Quando le giornate iniziano in un certo modo dovrei capire anche come finiscono. Invece, ho sempre fiducia e faccio malissimo?.

Ieri, prima di andare a lavorare ho litigato con la girl piccola perché insiste e persiste, dopo che si è lavata i denti, nell’asciugarsi la bocca, con il mio accappatoio che si trova ( insieme ai loro) accanto al lavandino. L’asciugamano è appoggiato sul calorifero, ma nonostante il nostro bagno sia un buco, evidentemente, girarsi le costa troppa fatica!

A volte (sempre l’accappatoio) l’ho trovato sporco di trucco, mascara e cose così. Insomma mi sono alterata ed effettivamente ho alzato la voce, perché, lo sapete, la calma non è proprio il mio forte.

A quel punto l’unica cosa che ha saputo dirmi, con quegli occhi lì che ti guardano come se fossi pazza, è stata:”Cosa urli! Ho capito!”.
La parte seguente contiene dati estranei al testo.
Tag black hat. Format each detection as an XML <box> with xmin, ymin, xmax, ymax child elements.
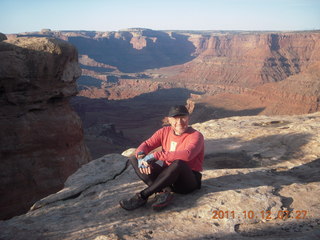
<box><xmin>168</xmin><ymin>105</ymin><xmax>189</xmax><ymax>117</ymax></box>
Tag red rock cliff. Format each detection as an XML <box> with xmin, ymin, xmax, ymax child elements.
<box><xmin>0</xmin><ymin>35</ymin><xmax>90</xmax><ymax>219</ymax></box>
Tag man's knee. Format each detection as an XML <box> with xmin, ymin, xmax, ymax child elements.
<box><xmin>170</xmin><ymin>160</ymin><xmax>185</xmax><ymax>167</ymax></box>
<box><xmin>129</xmin><ymin>156</ymin><xmax>138</xmax><ymax>166</ymax></box>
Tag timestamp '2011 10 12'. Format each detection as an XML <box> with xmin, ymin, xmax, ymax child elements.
<box><xmin>212</xmin><ymin>210</ymin><xmax>308</xmax><ymax>220</ymax></box>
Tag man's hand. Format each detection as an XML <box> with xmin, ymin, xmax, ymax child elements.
<box><xmin>137</xmin><ymin>153</ymin><xmax>155</xmax><ymax>175</ymax></box>
<box><xmin>138</xmin><ymin>159</ymin><xmax>151</xmax><ymax>175</ymax></box>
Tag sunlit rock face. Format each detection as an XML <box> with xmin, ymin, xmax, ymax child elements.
<box><xmin>0</xmin><ymin>113</ymin><xmax>320</xmax><ymax>240</ymax></box>
<box><xmin>0</xmin><ymin>35</ymin><xmax>90</xmax><ymax>219</ymax></box>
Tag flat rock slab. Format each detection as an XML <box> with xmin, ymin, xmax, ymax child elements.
<box><xmin>0</xmin><ymin>113</ymin><xmax>320</xmax><ymax>240</ymax></box>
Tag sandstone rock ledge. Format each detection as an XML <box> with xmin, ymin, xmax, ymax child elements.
<box><xmin>0</xmin><ymin>113</ymin><xmax>320</xmax><ymax>240</ymax></box>
<box><xmin>0</xmin><ymin>34</ymin><xmax>91</xmax><ymax>219</ymax></box>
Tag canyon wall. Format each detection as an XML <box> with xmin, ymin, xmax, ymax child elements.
<box><xmin>15</xmin><ymin>28</ymin><xmax>320</xmax><ymax>158</ymax></box>
<box><xmin>0</xmin><ymin>37</ymin><xmax>90</xmax><ymax>219</ymax></box>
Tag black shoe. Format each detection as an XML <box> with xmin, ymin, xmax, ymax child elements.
<box><xmin>119</xmin><ymin>193</ymin><xmax>148</xmax><ymax>210</ymax></box>
<box><xmin>152</xmin><ymin>191</ymin><xmax>173</xmax><ymax>211</ymax></box>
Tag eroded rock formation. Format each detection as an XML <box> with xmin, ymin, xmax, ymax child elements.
<box><xmin>0</xmin><ymin>35</ymin><xmax>90</xmax><ymax>219</ymax></box>
<box><xmin>0</xmin><ymin>113</ymin><xmax>320</xmax><ymax>240</ymax></box>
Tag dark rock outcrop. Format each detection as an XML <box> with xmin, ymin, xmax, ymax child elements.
<box><xmin>0</xmin><ymin>35</ymin><xmax>90</xmax><ymax>219</ymax></box>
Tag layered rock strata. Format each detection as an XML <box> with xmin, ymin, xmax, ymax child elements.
<box><xmin>0</xmin><ymin>35</ymin><xmax>90</xmax><ymax>219</ymax></box>
<box><xmin>0</xmin><ymin>113</ymin><xmax>320</xmax><ymax>240</ymax></box>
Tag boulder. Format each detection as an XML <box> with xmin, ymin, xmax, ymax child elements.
<box><xmin>0</xmin><ymin>37</ymin><xmax>91</xmax><ymax>219</ymax></box>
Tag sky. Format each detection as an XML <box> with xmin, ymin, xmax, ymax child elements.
<box><xmin>0</xmin><ymin>0</ymin><xmax>320</xmax><ymax>34</ymax></box>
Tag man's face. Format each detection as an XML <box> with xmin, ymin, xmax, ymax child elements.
<box><xmin>168</xmin><ymin>116</ymin><xmax>189</xmax><ymax>135</ymax></box>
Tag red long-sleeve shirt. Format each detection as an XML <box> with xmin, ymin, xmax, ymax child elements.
<box><xmin>136</xmin><ymin>126</ymin><xmax>204</xmax><ymax>171</ymax></box>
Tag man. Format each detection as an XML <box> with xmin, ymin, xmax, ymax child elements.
<box><xmin>119</xmin><ymin>105</ymin><xmax>204</xmax><ymax>210</ymax></box>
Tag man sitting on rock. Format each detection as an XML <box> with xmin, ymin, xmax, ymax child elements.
<box><xmin>119</xmin><ymin>105</ymin><xmax>204</xmax><ymax>210</ymax></box>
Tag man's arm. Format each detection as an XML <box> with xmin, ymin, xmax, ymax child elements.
<box><xmin>136</xmin><ymin>128</ymin><xmax>164</xmax><ymax>158</ymax></box>
<box><xmin>154</xmin><ymin>132</ymin><xmax>204</xmax><ymax>162</ymax></box>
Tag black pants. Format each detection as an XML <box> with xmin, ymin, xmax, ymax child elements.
<box><xmin>130</xmin><ymin>157</ymin><xmax>202</xmax><ymax>198</ymax></box>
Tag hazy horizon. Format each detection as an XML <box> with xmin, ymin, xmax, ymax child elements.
<box><xmin>0</xmin><ymin>0</ymin><xmax>320</xmax><ymax>34</ymax></box>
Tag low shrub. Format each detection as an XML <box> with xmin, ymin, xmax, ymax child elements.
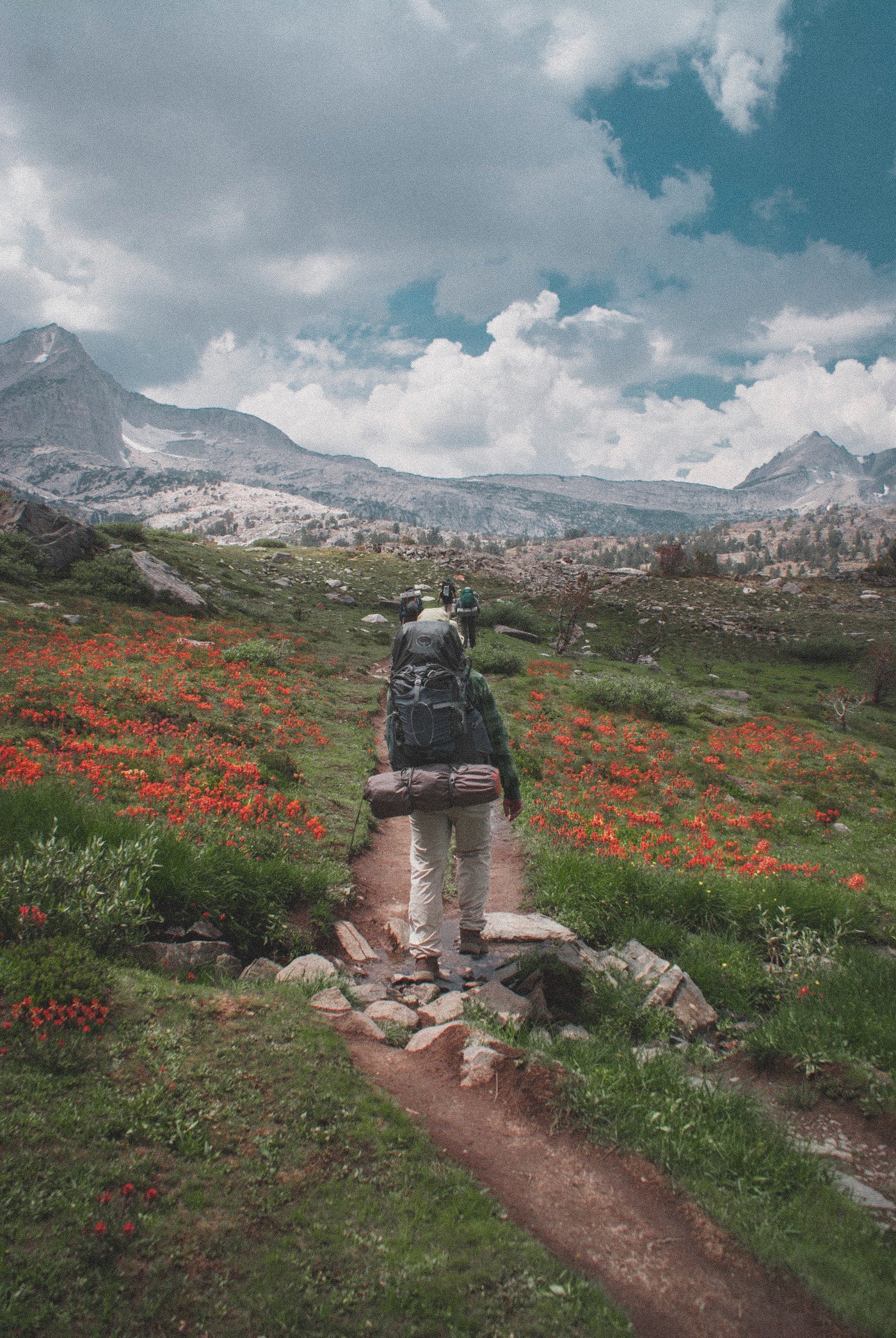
<box><xmin>0</xmin><ymin>938</ymin><xmax>108</xmax><ymax>1008</ymax></box>
<box><xmin>788</xmin><ymin>637</ymin><xmax>865</xmax><ymax>665</ymax></box>
<box><xmin>0</xmin><ymin>824</ymin><xmax>158</xmax><ymax>952</ymax></box>
<box><xmin>70</xmin><ymin>553</ymin><xmax>152</xmax><ymax>605</ymax></box>
<box><xmin>471</xmin><ymin>645</ymin><xmax>524</xmax><ymax>676</ymax></box>
<box><xmin>479</xmin><ymin>600</ymin><xmax>543</xmax><ymax>635</ymax></box>
<box><xmin>0</xmin><ymin>530</ymin><xmax>40</xmax><ymax>585</ymax></box>
<box><xmin>221</xmin><ymin>637</ymin><xmax>293</xmax><ymax>669</ymax></box>
<box><xmin>571</xmin><ymin>674</ymin><xmax>687</xmax><ymax>725</ymax></box>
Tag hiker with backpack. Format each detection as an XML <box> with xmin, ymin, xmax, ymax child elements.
<box><xmin>387</xmin><ymin>621</ymin><xmax>523</xmax><ymax>982</ymax></box>
<box><xmin>454</xmin><ymin>586</ymin><xmax>481</xmax><ymax>650</ymax></box>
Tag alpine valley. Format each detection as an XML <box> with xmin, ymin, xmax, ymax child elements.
<box><xmin>0</xmin><ymin>325</ymin><xmax>896</xmax><ymax>536</ymax></box>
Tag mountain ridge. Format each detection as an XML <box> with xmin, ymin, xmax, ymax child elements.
<box><xmin>0</xmin><ymin>324</ymin><xmax>896</xmax><ymax>535</ymax></box>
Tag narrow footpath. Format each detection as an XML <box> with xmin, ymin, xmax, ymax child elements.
<box><xmin>348</xmin><ymin>690</ymin><xmax>851</xmax><ymax>1338</ymax></box>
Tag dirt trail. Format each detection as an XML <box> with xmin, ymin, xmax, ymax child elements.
<box><xmin>350</xmin><ymin>696</ymin><xmax>849</xmax><ymax>1338</ymax></box>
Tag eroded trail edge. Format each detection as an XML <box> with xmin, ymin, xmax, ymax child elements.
<box><xmin>349</xmin><ymin>717</ymin><xmax>851</xmax><ymax>1338</ymax></box>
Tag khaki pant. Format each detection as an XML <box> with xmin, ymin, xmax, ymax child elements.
<box><xmin>408</xmin><ymin>804</ymin><xmax>492</xmax><ymax>957</ymax></box>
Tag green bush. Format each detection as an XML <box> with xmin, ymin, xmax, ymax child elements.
<box><xmin>788</xmin><ymin>637</ymin><xmax>867</xmax><ymax>665</ymax></box>
<box><xmin>0</xmin><ymin>938</ymin><xmax>108</xmax><ymax>1008</ymax></box>
<box><xmin>571</xmin><ymin>674</ymin><xmax>687</xmax><ymax>725</ymax></box>
<box><xmin>221</xmin><ymin>637</ymin><xmax>293</xmax><ymax>669</ymax></box>
<box><xmin>471</xmin><ymin>646</ymin><xmax>524</xmax><ymax>674</ymax></box>
<box><xmin>0</xmin><ymin>824</ymin><xmax>156</xmax><ymax>952</ymax></box>
<box><xmin>0</xmin><ymin>530</ymin><xmax>40</xmax><ymax>585</ymax></box>
<box><xmin>70</xmin><ymin>553</ymin><xmax>152</xmax><ymax>605</ymax></box>
<box><xmin>96</xmin><ymin>520</ymin><xmax>146</xmax><ymax>543</ymax></box>
<box><xmin>479</xmin><ymin>600</ymin><xmax>541</xmax><ymax>635</ymax></box>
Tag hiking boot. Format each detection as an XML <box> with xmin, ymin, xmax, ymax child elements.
<box><xmin>460</xmin><ymin>928</ymin><xmax>488</xmax><ymax>957</ymax></box>
<box><xmin>413</xmin><ymin>957</ymin><xmax>438</xmax><ymax>985</ymax></box>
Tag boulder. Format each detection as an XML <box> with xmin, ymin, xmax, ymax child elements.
<box><xmin>277</xmin><ymin>953</ymin><xmax>335</xmax><ymax>984</ymax></box>
<box><xmin>239</xmin><ymin>957</ymin><xmax>280</xmax><ymax>981</ymax></box>
<box><xmin>417</xmin><ymin>990</ymin><xmax>465</xmax><ymax>1026</ymax></box>
<box><xmin>364</xmin><ymin>1000</ymin><xmax>420</xmax><ymax>1031</ymax></box>
<box><xmin>355</xmin><ymin>984</ymin><xmax>389</xmax><ymax>1003</ymax></box>
<box><xmin>405</xmin><ymin>1023</ymin><xmax>469</xmax><ymax>1055</ymax></box>
<box><xmin>483</xmin><ymin>911</ymin><xmax>577</xmax><ymax>943</ymax></box>
<box><xmin>310</xmin><ymin>985</ymin><xmax>352</xmax><ymax>1013</ymax></box>
<box><xmin>0</xmin><ymin>500</ymin><xmax>103</xmax><ymax>571</ymax></box>
<box><xmin>131</xmin><ymin>551</ymin><xmax>206</xmax><ymax>609</ymax></box>
<box><xmin>385</xmin><ymin>920</ymin><xmax>410</xmax><ymax>952</ymax></box>
<box><xmin>670</xmin><ymin>971</ymin><xmax>718</xmax><ymax>1035</ymax></box>
<box><xmin>493</xmin><ymin>622</ymin><xmax>541</xmax><ymax>645</ymax></box>
<box><xmin>469</xmin><ymin>981</ymin><xmax>532</xmax><ymax>1023</ymax></box>
<box><xmin>333</xmin><ymin>921</ymin><xmax>378</xmax><ymax>962</ymax></box>
<box><xmin>134</xmin><ymin>942</ymin><xmax>230</xmax><ymax>975</ymax></box>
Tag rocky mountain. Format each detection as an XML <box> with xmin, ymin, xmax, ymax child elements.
<box><xmin>0</xmin><ymin>325</ymin><xmax>896</xmax><ymax>535</ymax></box>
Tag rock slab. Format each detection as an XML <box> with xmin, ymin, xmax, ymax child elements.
<box><xmin>277</xmin><ymin>953</ymin><xmax>335</xmax><ymax>982</ymax></box>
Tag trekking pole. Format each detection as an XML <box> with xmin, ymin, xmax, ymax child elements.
<box><xmin>345</xmin><ymin>791</ymin><xmax>364</xmax><ymax>861</ymax></box>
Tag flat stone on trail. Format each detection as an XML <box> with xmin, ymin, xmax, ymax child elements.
<box><xmin>364</xmin><ymin>1000</ymin><xmax>420</xmax><ymax>1031</ymax></box>
<box><xmin>670</xmin><ymin>971</ymin><xmax>718</xmax><ymax>1033</ymax></box>
<box><xmin>277</xmin><ymin>953</ymin><xmax>335</xmax><ymax>981</ymax></box>
<box><xmin>385</xmin><ymin>918</ymin><xmax>410</xmax><ymax>952</ymax></box>
<box><xmin>333</xmin><ymin>921</ymin><xmax>378</xmax><ymax>962</ymax></box>
<box><xmin>405</xmin><ymin>1023</ymin><xmax>469</xmax><ymax>1055</ymax></box>
<box><xmin>355</xmin><ymin>982</ymin><xmax>389</xmax><ymax>1003</ymax></box>
<box><xmin>310</xmin><ymin>985</ymin><xmax>352</xmax><ymax>1013</ymax></box>
<box><xmin>131</xmin><ymin>551</ymin><xmax>206</xmax><ymax>609</ymax></box>
<box><xmin>417</xmin><ymin>990</ymin><xmax>465</xmax><ymax>1026</ymax></box>
<box><xmin>483</xmin><ymin>911</ymin><xmax>577</xmax><ymax>943</ymax></box>
<box><xmin>239</xmin><ymin>957</ymin><xmax>280</xmax><ymax>981</ymax></box>
<box><xmin>644</xmin><ymin>966</ymin><xmax>685</xmax><ymax>1008</ymax></box>
<box><xmin>468</xmin><ymin>981</ymin><xmax>532</xmax><ymax>1023</ymax></box>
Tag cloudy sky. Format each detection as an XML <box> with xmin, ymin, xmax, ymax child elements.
<box><xmin>0</xmin><ymin>0</ymin><xmax>896</xmax><ymax>484</ymax></box>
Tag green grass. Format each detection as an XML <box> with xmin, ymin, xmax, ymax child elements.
<box><xmin>0</xmin><ymin>971</ymin><xmax>628</xmax><ymax>1338</ymax></box>
<box><xmin>570</xmin><ymin>674</ymin><xmax>687</xmax><ymax>725</ymax></box>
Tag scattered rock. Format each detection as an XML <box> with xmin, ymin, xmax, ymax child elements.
<box><xmin>385</xmin><ymin>920</ymin><xmax>410</xmax><ymax>952</ymax></box>
<box><xmin>239</xmin><ymin>957</ymin><xmax>280</xmax><ymax>981</ymax></box>
<box><xmin>134</xmin><ymin>942</ymin><xmax>230</xmax><ymax>975</ymax></box>
<box><xmin>355</xmin><ymin>984</ymin><xmax>389</xmax><ymax>1003</ymax></box>
<box><xmin>333</xmin><ymin>921</ymin><xmax>380</xmax><ymax>962</ymax></box>
<box><xmin>472</xmin><ymin>981</ymin><xmax>532</xmax><ymax>1023</ymax></box>
<box><xmin>131</xmin><ymin>550</ymin><xmax>206</xmax><ymax>609</ymax></box>
<box><xmin>327</xmin><ymin>1010</ymin><xmax>387</xmax><ymax>1045</ymax></box>
<box><xmin>188</xmin><ymin>920</ymin><xmax>223</xmax><ymax>942</ymax></box>
<box><xmin>417</xmin><ymin>990</ymin><xmax>465</xmax><ymax>1026</ymax></box>
<box><xmin>492</xmin><ymin>622</ymin><xmax>541</xmax><ymax>645</ymax></box>
<box><xmin>670</xmin><ymin>971</ymin><xmax>718</xmax><ymax>1034</ymax></box>
<box><xmin>310</xmin><ymin>985</ymin><xmax>352</xmax><ymax>1013</ymax></box>
<box><xmin>644</xmin><ymin>966</ymin><xmax>685</xmax><ymax>1008</ymax></box>
<box><xmin>364</xmin><ymin>1000</ymin><xmax>420</xmax><ymax>1031</ymax></box>
<box><xmin>460</xmin><ymin>1041</ymin><xmax>504</xmax><ymax>1087</ymax></box>
<box><xmin>0</xmin><ymin>499</ymin><xmax>103</xmax><ymax>571</ymax></box>
<box><xmin>483</xmin><ymin>911</ymin><xmax>577</xmax><ymax>943</ymax></box>
<box><xmin>277</xmin><ymin>953</ymin><xmax>335</xmax><ymax>981</ymax></box>
<box><xmin>405</xmin><ymin>1023</ymin><xmax>469</xmax><ymax>1055</ymax></box>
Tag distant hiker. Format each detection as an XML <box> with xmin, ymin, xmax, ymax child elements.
<box><xmin>399</xmin><ymin>590</ymin><xmax>422</xmax><ymax>625</ymax></box>
<box><xmin>387</xmin><ymin>619</ymin><xmax>523</xmax><ymax>981</ymax></box>
<box><xmin>438</xmin><ymin>577</ymin><xmax>458</xmax><ymax>612</ymax></box>
<box><xmin>454</xmin><ymin>586</ymin><xmax>481</xmax><ymax>650</ymax></box>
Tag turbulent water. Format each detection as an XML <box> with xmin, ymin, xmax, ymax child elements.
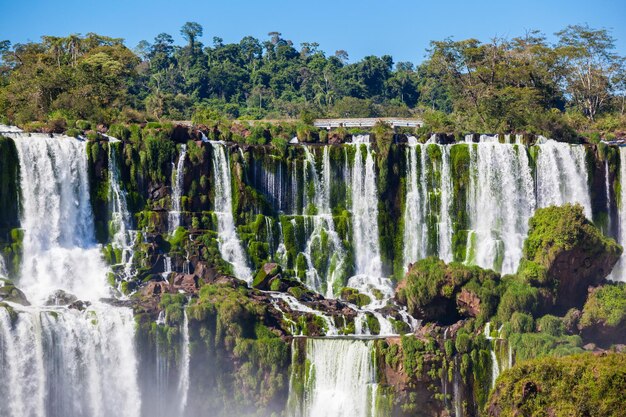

“Eh no, bella, non hai capito niente se continui a farlo” le ho risposto.

“Non urlare, mamma calmati, cosa scleri!!”.

Sono uscita. O la uccidevo o la uccidevo.

Pausa lavoro (perché a volte, non so per voi, nonostante la fatica, quella è una pausa, il che è tutto detto!).

Il giorno prima mi ero messa d’accordo con la grande che uscite dal lavoro ( non l’hanno ancora licenziata nonostante i pacchetti regalo?) saremmo andate in libreria a fare una fotografia dell’albo appena uscito, ci teneva a vederlo sugli scaffali. Insomma, il suo primo libro da illustratrice.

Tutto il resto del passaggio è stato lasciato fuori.